Author: salzo
Date: 2010-06-26 00:01
About ten years ago I was visiting with an in law, whose daughter just started taking clarinet lessons. Wouldnt it be great if Uncle Salzo gave her a lesson. So she starts playing, squawking away, and I take a look at her instrument to see if the sounds she is producing are the result of something screwed up on her horn. She has a chedeville sitting on top of her clarinet. So I tell her dad that in the right hands this could be a great mouthpiece, that a lot of clarinetist would love to have this, and blah blah blah. I told him to put it away and get another mouthpiece for his daughter to use. He told me how it was his horn when he was a kid, and his dad went to the store and bought the chedeville because he broke the one that was there originally.

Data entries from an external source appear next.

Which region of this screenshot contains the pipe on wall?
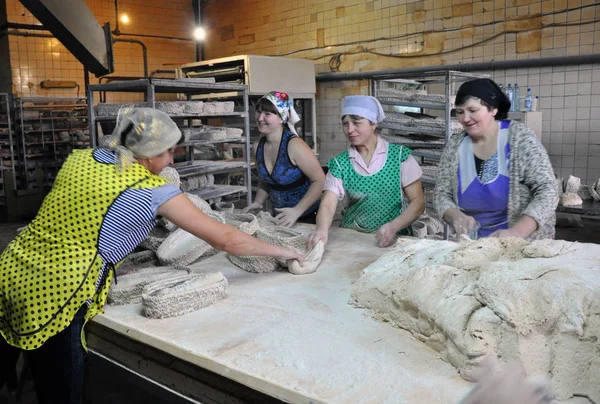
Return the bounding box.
[113,38,148,77]
[316,53,600,82]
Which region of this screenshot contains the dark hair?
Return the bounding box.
[454,94,508,121]
[255,98,279,116]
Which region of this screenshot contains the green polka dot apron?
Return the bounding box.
[328,143,412,235]
[0,150,165,350]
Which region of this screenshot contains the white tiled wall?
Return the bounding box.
[317,64,600,183]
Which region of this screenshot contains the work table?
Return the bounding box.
[88,225,471,404]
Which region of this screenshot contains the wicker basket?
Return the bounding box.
[107,266,189,306]
[142,272,227,318]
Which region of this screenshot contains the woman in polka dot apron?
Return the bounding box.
[433,79,558,240]
[244,91,325,226]
[0,108,302,404]
[308,95,425,247]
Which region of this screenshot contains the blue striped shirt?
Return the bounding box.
[93,149,181,296]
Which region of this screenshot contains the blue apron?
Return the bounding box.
[458,121,510,237]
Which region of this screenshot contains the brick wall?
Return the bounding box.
[205,0,600,182]
[0,0,196,100]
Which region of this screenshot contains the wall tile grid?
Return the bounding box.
[205,0,600,181]
[6,0,195,102]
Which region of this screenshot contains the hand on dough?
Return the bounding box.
[275,208,302,227]
[375,223,397,247]
[460,357,554,404]
[306,229,328,250]
[242,202,262,213]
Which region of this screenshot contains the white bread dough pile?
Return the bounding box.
[351,238,600,402]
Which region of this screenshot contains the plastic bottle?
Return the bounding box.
[512,83,521,111]
[531,95,540,112]
[525,88,533,112]
[506,83,515,111]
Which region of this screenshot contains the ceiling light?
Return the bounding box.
[194,27,206,41]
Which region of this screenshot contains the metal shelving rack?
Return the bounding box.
[87,78,252,204]
[0,93,16,205]
[14,97,89,189]
[372,70,489,239]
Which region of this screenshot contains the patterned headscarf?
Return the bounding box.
[261,91,300,135]
[102,107,181,172]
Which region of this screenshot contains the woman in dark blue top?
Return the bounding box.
[244,92,325,226]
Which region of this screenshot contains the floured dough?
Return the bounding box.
[288,241,325,275]
[559,192,583,206]
[351,238,600,402]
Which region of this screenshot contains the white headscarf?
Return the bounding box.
[340,95,385,123]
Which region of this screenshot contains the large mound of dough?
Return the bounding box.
[351,238,600,402]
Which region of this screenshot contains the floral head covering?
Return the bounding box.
[261,91,300,135]
[102,107,181,172]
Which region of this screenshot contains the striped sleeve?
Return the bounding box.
[98,189,156,264]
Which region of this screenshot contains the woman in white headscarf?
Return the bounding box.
[244,91,325,226]
[0,108,301,404]
[308,95,425,247]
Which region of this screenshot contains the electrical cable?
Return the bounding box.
[308,18,600,65]
[270,4,597,60]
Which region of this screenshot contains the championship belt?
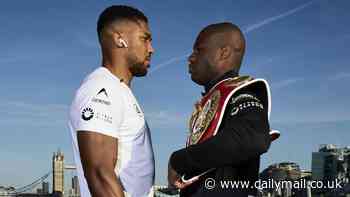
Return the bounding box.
[181,76,280,184]
[187,76,279,146]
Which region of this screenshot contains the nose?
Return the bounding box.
[148,43,154,54]
[187,53,195,64]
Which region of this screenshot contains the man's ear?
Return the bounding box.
[113,32,128,48]
[220,46,233,60]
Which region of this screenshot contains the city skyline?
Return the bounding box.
[0,0,350,186]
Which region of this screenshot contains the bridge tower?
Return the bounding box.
[52,150,64,193]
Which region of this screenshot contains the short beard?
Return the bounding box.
[128,55,147,77]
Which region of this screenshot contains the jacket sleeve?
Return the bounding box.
[170,93,270,174]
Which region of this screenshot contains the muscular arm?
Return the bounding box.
[78,131,124,197]
[170,93,270,174]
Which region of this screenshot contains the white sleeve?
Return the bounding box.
[73,88,124,138]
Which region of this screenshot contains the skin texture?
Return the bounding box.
[100,21,154,86]
[168,23,245,189]
[78,18,154,197]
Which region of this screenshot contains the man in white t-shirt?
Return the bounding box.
[69,6,154,197]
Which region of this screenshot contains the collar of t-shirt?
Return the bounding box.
[202,70,238,94]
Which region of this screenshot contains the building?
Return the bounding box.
[259,162,311,197]
[312,144,350,183]
[0,186,16,197]
[42,181,50,194]
[154,185,180,197]
[52,151,64,193]
[69,176,80,197]
[312,144,350,196]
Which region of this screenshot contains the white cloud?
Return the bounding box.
[0,101,68,127]
[271,78,304,89]
[149,1,314,74]
[146,111,188,127]
[329,72,350,80]
[243,1,314,33]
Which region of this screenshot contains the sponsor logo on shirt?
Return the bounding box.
[95,112,112,124]
[91,88,111,105]
[81,107,94,121]
[134,103,142,116]
[92,98,111,105]
[97,88,108,98]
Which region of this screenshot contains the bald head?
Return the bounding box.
[197,23,245,71]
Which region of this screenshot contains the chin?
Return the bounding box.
[134,70,147,77]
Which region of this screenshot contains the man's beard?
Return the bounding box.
[128,53,147,77]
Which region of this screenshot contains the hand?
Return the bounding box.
[168,164,198,189]
[168,163,180,187]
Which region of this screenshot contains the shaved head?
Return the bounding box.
[188,23,245,85]
[197,22,245,71]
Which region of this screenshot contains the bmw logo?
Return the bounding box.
[81,107,94,121]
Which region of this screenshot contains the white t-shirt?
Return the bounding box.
[69,67,154,197]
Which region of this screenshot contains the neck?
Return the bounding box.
[102,55,133,87]
[204,70,238,93]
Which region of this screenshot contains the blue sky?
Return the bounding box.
[0,0,350,191]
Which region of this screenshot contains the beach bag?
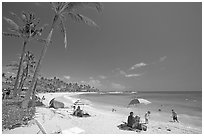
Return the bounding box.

I was kind of hoping he would say "do you want it", but it never came.
I see him once or twice a year, I ask him how is the chedeville doing, he laughs, says that he put it away. The girl quit the clarinet about a month after she started.
I am seeing him on the 4th. I WANT THIS MOUTHPIECE!! How do I convince him that sentimentality is absurd, and the mouthpiece should be played, PLAYED!
I am prepared to offer him $100 and a mouthpiece to replace it-but he doesnt need the money, and I dont know if money is the best tact to go with an in law.
So how would you handle this?
An in law that you see once or twice a year, MAYBE you converse with him for five minutes, who has a mouthpiece sitting in a drawer somewhere, who is reluctant to let it go because his father bought it for him when he was a kid.